I sistemi di videosorveglianza avanzati attirano grande attenzione dall’11 settembre e ci lavora tutt’oggi l’agenzia per i progetti di ricerca avanzata della Difesa Usa (www.darpa.mil). Sono stati usati con efficacia per rintracciare i movimenti dei terroristi responsabili degli attacchi alla metropolitana di Londra nel luglio 2005. Ma anche per allarmi diversi come lo tsunami, o l’influenza aviaria. Per esempio all'aeroporto di Hong Kong rilevano la presenza di passeggeri con la febbre alta. I più sofisticati in questo tipo di sperimentazione, dicono gli esperti, sono gli israeliani, che usano un mix di tecnologia e psicologia: è una loro «ricetta» segreta, ma basta prendere un aereo della El Al e sbarcare a Tel Aviv per averne la prova. Difficile passare al setaccio indenni. Secondo gli scienziati del laboratorio del governo australiano, la sfida oggi è sviluppare sistemi che possono prevenire gli attacchi, anzichè solo registrarli, cogliendo comportamenti sospetti e trasmettendoli alle forze dell'ordine. Ma si tratta solo di probabilità, ammettono, non c’è alcuna certezza. Finanziato da un fondo di 380 mila euro garantito da Canberra, riportano notiziari specializzati su Internet, il progetto Safe sviluppa e testa le tecnologie che dovranno assistere le forze dell’ordine nel monitoraggio: per esempio scannerizzando le riprese delle videocamere di sorveglianza piazzate nei luoghi pubblici di trasporto. L’obiettivo è dare strumenti rapidi ed efficaci per identificare singoli individui o attività sospette. Ma cos’è un’attività sospetta? Per esempio correre in un ambiente dove tutti camminano: si chiama «pattern matching». O surriscaldarsi mentre si è in coda. Il computer scannerizza la faccia col laser e usa un software di riconoscimento vocale per rilevare fattori biologici che indicano rabbia o frustrazione: misura il battito cardiaco, la pressione sanguigna e la temperatura della pelle.

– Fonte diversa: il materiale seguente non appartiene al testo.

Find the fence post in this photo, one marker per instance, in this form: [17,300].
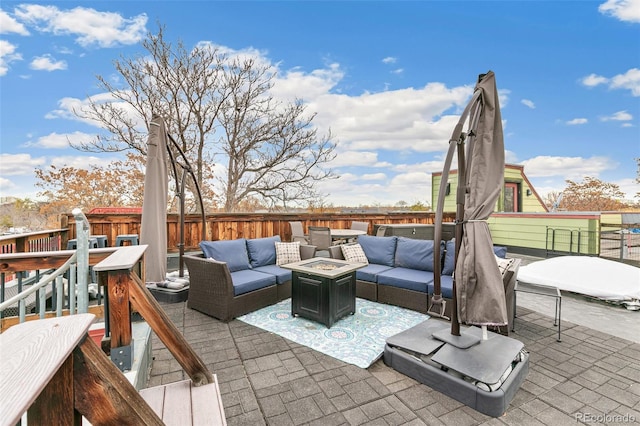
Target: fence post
[82,238]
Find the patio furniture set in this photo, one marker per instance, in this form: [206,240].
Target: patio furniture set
[235,277]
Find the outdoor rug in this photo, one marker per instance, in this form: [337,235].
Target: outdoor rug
[357,339]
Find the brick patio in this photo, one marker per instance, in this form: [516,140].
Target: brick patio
[268,380]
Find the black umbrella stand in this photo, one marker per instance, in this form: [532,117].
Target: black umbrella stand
[180,181]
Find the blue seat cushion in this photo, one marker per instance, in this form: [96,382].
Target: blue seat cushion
[380,250]
[446,286]
[282,275]
[262,251]
[370,272]
[411,279]
[415,254]
[233,252]
[247,280]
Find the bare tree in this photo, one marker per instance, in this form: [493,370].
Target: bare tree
[218,108]
[592,194]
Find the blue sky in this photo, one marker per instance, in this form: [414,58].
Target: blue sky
[389,79]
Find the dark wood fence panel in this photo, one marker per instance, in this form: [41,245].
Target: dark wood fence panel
[228,226]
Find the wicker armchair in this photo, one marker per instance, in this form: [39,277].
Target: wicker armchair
[211,291]
[211,288]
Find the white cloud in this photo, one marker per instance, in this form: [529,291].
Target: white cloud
[618,116]
[355,158]
[593,80]
[9,25]
[624,10]
[19,164]
[67,106]
[528,103]
[89,26]
[418,120]
[60,141]
[577,121]
[7,55]
[47,63]
[374,176]
[6,185]
[567,167]
[630,80]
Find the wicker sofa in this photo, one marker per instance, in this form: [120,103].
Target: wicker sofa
[235,277]
[400,272]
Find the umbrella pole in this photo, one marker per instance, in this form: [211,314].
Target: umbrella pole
[459,231]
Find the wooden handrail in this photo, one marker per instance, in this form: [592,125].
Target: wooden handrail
[52,371]
[125,288]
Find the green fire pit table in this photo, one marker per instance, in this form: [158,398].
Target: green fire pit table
[323,290]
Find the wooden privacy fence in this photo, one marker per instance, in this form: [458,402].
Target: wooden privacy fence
[228,226]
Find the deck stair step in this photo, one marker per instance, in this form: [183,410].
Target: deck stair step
[182,403]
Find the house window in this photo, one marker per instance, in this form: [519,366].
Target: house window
[511,197]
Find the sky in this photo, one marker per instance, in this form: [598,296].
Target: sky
[388,78]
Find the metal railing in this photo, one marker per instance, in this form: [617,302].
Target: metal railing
[571,241]
[620,242]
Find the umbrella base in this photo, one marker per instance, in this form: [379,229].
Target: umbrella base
[485,377]
[167,295]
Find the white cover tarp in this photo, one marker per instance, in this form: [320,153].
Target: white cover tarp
[592,276]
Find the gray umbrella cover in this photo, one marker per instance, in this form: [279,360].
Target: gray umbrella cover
[480,292]
[153,230]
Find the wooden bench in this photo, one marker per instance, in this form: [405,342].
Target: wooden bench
[54,373]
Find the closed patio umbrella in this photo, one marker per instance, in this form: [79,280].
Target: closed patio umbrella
[153,230]
[478,289]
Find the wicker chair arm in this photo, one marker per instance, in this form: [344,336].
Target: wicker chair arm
[209,276]
[335,252]
[307,251]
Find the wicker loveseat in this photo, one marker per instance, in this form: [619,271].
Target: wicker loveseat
[400,272]
[235,277]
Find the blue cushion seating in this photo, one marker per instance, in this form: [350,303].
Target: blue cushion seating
[248,255]
[262,251]
[370,272]
[248,280]
[379,250]
[232,252]
[446,286]
[410,279]
[414,254]
[282,275]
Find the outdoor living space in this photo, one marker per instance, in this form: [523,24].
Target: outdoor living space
[591,376]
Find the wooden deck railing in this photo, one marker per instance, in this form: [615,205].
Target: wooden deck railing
[56,375]
[229,226]
[18,263]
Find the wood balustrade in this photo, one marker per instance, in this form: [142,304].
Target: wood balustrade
[57,375]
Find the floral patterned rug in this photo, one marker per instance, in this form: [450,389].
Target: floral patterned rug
[357,339]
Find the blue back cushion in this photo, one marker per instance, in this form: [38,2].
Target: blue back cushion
[380,250]
[233,252]
[262,251]
[414,254]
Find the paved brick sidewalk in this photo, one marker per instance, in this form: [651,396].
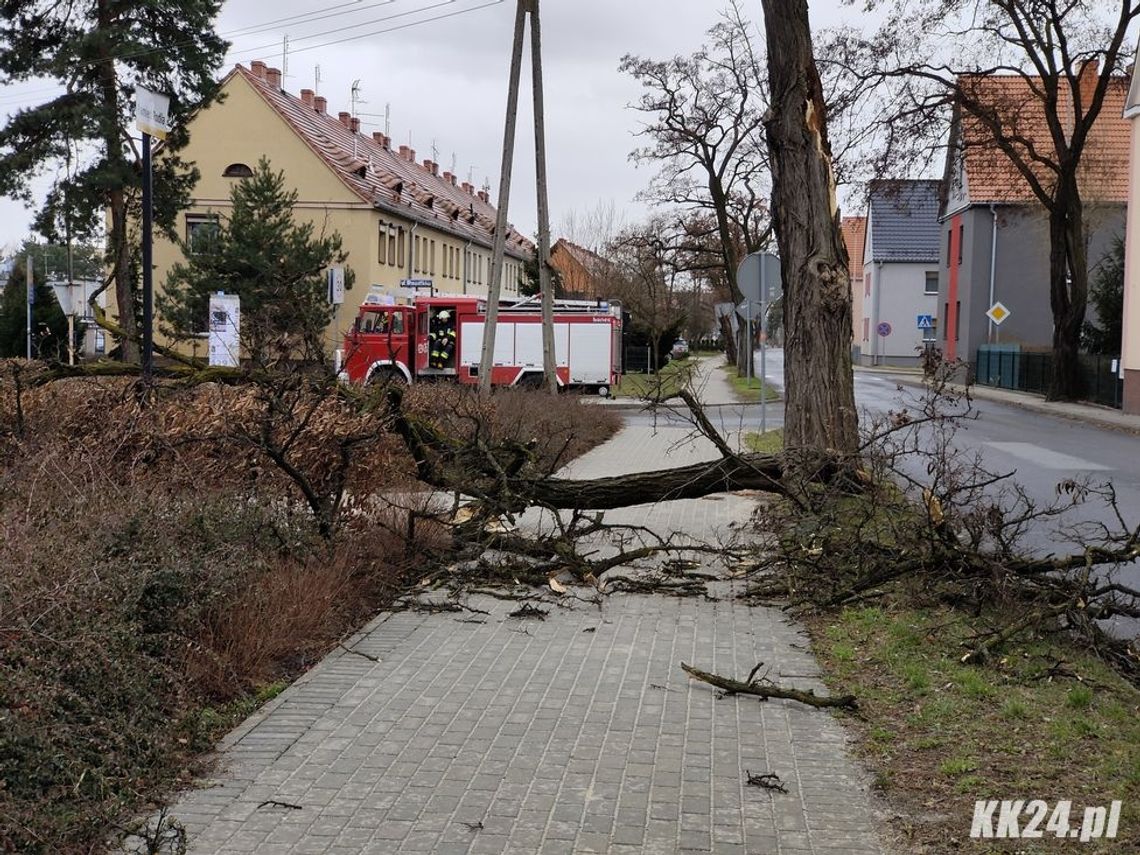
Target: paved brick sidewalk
[482,733]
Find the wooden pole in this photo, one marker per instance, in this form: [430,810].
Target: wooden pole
[486,361]
[544,208]
[147,262]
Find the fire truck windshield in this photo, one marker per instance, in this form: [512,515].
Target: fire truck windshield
[382,322]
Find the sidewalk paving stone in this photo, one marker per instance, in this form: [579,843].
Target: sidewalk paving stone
[575,733]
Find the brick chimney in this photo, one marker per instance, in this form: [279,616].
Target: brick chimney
[1086,79]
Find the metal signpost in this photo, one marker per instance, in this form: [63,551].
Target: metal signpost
[152,117]
[225,330]
[755,278]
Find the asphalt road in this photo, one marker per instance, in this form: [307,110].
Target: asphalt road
[1037,450]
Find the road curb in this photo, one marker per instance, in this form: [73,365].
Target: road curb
[1033,405]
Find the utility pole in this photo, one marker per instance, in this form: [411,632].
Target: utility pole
[30,298]
[544,208]
[486,361]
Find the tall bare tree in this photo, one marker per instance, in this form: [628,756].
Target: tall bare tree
[820,409]
[929,62]
[703,121]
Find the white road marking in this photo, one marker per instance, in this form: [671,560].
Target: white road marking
[1045,458]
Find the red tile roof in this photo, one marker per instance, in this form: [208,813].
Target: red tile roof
[391,180]
[854,229]
[991,174]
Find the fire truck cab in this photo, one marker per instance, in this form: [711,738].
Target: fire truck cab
[441,338]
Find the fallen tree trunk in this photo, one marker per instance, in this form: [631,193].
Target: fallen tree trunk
[746,472]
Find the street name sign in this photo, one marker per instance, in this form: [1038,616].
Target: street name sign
[152,113]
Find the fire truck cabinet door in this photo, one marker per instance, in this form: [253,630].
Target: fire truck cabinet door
[421,340]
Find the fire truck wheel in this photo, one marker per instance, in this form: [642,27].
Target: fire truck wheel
[387,376]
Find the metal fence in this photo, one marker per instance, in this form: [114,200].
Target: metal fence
[1007,366]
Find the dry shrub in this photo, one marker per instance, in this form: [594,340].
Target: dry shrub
[560,425]
[125,609]
[157,563]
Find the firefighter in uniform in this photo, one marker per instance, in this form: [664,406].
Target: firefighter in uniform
[441,340]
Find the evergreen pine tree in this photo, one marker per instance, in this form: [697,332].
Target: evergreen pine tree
[98,51]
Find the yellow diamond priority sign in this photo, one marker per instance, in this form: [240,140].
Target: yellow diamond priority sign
[998,314]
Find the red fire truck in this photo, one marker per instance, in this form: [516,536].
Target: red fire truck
[442,338]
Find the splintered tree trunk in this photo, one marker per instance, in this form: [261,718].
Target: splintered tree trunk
[820,395]
[1068,278]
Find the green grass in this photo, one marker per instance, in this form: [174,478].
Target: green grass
[770,442]
[750,389]
[665,383]
[935,731]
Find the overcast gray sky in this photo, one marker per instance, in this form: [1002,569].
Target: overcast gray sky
[444,80]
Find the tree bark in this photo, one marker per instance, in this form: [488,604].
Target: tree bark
[1068,281]
[820,395]
[748,472]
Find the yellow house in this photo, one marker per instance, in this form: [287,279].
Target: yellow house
[399,219]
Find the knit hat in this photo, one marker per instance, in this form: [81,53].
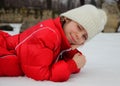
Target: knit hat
[89,17]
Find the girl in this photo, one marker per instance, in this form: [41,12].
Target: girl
[47,51]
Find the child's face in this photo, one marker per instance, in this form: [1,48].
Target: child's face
[75,33]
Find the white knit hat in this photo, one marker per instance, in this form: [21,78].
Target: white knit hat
[88,16]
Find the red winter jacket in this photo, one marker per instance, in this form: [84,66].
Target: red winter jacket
[35,53]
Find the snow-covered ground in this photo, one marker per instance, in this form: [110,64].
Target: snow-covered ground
[16,28]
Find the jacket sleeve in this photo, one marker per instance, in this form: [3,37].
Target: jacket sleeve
[38,60]
[42,67]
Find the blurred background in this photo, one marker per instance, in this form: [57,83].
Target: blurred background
[29,12]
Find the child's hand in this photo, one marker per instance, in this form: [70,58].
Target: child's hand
[79,60]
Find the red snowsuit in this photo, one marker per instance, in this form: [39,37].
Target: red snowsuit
[35,53]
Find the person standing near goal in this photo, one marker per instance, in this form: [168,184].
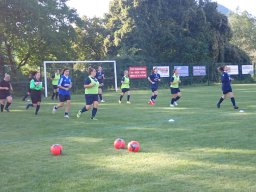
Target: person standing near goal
[154,79]
[174,85]
[5,93]
[91,86]
[55,79]
[36,87]
[125,87]
[100,76]
[226,87]
[64,86]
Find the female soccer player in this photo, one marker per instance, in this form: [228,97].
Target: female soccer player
[175,91]
[91,86]
[5,95]
[55,79]
[154,79]
[100,76]
[35,86]
[64,86]
[125,87]
[226,87]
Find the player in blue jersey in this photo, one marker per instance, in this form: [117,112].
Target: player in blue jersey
[100,76]
[91,86]
[226,87]
[154,79]
[64,86]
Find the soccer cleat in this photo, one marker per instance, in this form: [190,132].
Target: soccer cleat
[54,109]
[78,115]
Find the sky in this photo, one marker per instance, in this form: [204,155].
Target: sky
[97,8]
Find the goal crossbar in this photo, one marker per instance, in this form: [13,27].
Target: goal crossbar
[76,62]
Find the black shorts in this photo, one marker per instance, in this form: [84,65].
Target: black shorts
[35,96]
[90,98]
[4,95]
[124,90]
[63,98]
[175,90]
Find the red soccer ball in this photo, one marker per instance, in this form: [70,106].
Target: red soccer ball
[56,149]
[119,143]
[133,146]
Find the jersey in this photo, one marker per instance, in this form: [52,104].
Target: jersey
[154,77]
[36,85]
[126,82]
[100,76]
[175,81]
[64,82]
[5,84]
[55,79]
[225,79]
[95,88]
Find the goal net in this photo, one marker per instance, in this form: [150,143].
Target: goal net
[78,73]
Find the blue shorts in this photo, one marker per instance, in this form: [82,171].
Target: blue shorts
[90,98]
[124,90]
[175,90]
[63,98]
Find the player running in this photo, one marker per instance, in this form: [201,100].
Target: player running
[36,87]
[154,79]
[174,85]
[91,86]
[64,86]
[5,93]
[226,87]
[125,87]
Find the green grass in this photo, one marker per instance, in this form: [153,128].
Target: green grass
[205,149]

Che sia possibile individuare chi si comporta in modo «sospetto» anche tra la folla spaventa. Fino ad oggi, non era illecito comportarsi in maniera anomala. E poi il problema sono i falsi allarmi. O meglio: i falsi positivi e i falsi negativi. Gente che agisce in modo sospetto per vedere l’effetto che fa, causando solo perdite di tempo. O viceversa, gente attrezzata che sa come by-passare questi sistemi. Per non avere i falsi negativi si corre il rischio di avere falsi positivi. Ma a furia di gridare «al lupo», gli algoritmi verranno mandati a farsi benedire. Per identificare comportamenti sospetti aiuta forse di più la presenza di poliziotti svegli: la Cnn ha riportato che ieri - guarda caso sempre in Australia - un agente ha fermato un fuggitivo in auto perché ha notato che, oltre alla targa falsificata, la sua carotide era esageratamente gonfia e pulsava. Un chiaro segnale di colpevolezza.